Published : Aug. 30, 2012 - 20:05
A visitor looks at artist Zoe Leonard’s “Campo San Samuele” exhibited during the “Voice of Images” exhibition at Palazzo Grassi on Wednesday in Venice. (AFP-Yonhap News)
VENICE, Italy (AFP) ― Venetian canals transformed through a camera obscura, intimate snapshots of a prisoner’s life and a hall of whispers are among the installations on show at a new exhibition at Venice’s Palazzo Grassi.
Around 30 works by 27 international artists, borrowed from French billionaire Francois Pinault’s private collection, explore how the medium of video has been used to capture and challenge sensory expression and perception.
The hypnotic “For Beginners” videotape by contemporary American artist Bruce Nauman is among the highlights on show at the 18th-century Palazzo Grassi museum, which the French collector bought and revamped in 2006.
The 70-year-old artist’s hands are captured on screen as they respond to verbal instructions on what positions his fingers must adopt.
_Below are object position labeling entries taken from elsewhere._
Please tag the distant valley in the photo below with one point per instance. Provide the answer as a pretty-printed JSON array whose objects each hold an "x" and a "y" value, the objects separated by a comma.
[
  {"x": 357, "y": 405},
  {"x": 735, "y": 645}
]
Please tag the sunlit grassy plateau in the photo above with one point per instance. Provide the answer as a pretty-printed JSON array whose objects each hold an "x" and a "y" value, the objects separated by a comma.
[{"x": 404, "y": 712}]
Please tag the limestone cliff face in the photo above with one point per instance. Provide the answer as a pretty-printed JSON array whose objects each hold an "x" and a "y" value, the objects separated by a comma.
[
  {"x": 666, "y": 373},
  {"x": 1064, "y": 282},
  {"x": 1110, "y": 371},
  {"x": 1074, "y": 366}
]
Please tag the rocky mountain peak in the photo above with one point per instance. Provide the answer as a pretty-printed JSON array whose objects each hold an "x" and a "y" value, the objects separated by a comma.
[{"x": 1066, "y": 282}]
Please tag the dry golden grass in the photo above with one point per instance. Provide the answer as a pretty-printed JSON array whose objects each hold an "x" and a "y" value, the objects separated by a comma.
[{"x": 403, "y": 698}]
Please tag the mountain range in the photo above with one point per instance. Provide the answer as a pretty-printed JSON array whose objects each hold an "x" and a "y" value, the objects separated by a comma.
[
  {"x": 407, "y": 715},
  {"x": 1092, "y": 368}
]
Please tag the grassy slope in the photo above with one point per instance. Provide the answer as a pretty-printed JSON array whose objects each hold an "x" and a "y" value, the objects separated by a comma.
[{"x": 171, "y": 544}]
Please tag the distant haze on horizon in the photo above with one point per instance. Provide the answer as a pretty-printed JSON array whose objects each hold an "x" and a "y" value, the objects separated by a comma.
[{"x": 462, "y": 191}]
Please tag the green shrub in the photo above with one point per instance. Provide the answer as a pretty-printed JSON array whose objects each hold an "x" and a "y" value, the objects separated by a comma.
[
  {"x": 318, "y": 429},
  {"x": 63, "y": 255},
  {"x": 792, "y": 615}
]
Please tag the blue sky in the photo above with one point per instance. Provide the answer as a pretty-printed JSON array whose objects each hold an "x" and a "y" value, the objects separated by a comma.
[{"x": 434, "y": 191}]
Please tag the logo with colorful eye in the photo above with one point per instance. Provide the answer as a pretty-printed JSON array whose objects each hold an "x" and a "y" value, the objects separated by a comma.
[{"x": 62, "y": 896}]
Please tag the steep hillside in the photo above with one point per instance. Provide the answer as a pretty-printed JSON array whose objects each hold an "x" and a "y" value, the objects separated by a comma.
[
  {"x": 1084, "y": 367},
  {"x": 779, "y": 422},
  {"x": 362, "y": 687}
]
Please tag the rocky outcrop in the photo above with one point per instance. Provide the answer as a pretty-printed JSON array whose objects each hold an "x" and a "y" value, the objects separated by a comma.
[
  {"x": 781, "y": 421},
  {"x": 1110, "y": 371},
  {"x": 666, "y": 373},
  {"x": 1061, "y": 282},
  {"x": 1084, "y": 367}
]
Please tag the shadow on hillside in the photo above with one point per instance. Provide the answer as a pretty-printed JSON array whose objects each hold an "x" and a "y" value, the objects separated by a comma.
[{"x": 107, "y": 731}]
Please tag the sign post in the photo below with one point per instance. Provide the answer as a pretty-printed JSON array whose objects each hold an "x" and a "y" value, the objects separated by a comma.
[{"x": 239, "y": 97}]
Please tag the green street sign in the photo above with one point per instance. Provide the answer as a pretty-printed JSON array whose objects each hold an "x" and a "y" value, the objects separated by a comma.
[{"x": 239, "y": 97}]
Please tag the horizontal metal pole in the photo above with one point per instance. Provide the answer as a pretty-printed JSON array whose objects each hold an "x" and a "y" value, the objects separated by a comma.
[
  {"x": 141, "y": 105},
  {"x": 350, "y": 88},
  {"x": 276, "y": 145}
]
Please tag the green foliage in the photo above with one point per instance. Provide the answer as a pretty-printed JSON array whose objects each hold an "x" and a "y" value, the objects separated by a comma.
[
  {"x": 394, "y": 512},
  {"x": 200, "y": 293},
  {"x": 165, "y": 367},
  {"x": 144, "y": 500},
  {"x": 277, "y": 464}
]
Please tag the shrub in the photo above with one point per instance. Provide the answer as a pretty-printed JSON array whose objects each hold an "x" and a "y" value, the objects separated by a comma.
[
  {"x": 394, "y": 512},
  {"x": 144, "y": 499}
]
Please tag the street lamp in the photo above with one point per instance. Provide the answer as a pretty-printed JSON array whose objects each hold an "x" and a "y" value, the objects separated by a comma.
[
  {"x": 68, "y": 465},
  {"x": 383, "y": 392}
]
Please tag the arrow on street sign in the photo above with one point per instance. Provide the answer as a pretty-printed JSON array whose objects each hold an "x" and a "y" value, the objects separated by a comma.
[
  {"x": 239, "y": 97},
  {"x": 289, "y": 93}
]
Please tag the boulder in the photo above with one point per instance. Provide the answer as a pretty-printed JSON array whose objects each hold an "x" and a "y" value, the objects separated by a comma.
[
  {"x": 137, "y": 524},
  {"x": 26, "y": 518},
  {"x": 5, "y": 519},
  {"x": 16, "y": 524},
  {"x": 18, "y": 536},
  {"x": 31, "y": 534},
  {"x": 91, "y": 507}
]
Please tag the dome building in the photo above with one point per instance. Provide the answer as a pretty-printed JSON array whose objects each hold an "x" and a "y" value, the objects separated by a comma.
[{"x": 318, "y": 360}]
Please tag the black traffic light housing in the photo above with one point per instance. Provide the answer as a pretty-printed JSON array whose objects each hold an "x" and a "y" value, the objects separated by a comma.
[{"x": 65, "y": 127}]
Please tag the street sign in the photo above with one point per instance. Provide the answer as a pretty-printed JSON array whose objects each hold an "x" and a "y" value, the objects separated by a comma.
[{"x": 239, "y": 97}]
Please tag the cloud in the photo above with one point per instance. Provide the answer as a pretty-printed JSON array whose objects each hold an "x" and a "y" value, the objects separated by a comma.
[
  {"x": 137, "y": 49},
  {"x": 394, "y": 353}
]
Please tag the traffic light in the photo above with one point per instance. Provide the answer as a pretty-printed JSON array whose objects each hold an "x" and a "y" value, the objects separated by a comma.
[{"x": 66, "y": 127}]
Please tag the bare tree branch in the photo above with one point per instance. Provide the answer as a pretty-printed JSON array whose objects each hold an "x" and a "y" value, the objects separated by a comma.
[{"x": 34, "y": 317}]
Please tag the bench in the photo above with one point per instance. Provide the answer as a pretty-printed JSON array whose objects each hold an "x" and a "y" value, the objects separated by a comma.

The video is just the latest in a series of his works which incorporate human body parts.
“As soon as we saw this work, we were hooked. The artist wanted to give it to a Californian museum. We fought to have it,” Pinault told French Culture Minister Aurelie Filippetti ahead of the exhibition’s opening on Thursday.
After months of wrangling, a deal was struck: the businessman was allowed to buy the work as long as a copy went to the Los Angeles County Museum of Art.
Alongside the talking hands, American artist Zoe Leonard captures the seductive beauty of the Serenissima’s waterways through a camera obscura.
A light streaming in from outside pierces a lens and flips the image of the grand canal outside the Palazzo Grassi onto its head, so that the waters cover the ceiling and boats pass upside-down as enchanted viewers loll on cushions.
The sense of peace contrasts sharply with Algerian-born artist Mohammed Bourouissa’s “Temps mort” installation, which collates images and sketches filmed by an inmate of a federal penitentiary in France on a mobile phone.
Bourouissa, who lives and works in Paris, asked the prisoner to film snapshots of inside ― from chains to inmates gathered behind bars ― to create a poor-quality video which evokes despair and violence in its banality.
In “The Passion of Joan of Arc,” Venezuelan artist Javier Tellez reworks the 1928 movie of the same name by getting mental health patients to rewrite the script to introduce the theme of madness and paranoid schizophrenia.
Tellez, who often works on questions of psychiatric illnesses, then has the patients become witnesses to the trials faced in mental health institutions.
In American artist Bill Viola’s 1995 project “Hall of Whispers,” the pallid faces of ten people who have been gagged are displayed on a dark screen, with their eyes closed, while their protests and moans are clearly heard.
Exhibition’s curator Caroline Bourgeois said video has stopped being a stand-alone medium and has become integrated into other art forms.
While each of the works speak, they do not have a common message. Each visitor to the show takes away their own interpretation, she said.
“Video does not have a cinematic type of narration. It’s victory that it is no longer billeted in a category but has become sculptural in a certain fashion,” Bourgeois said.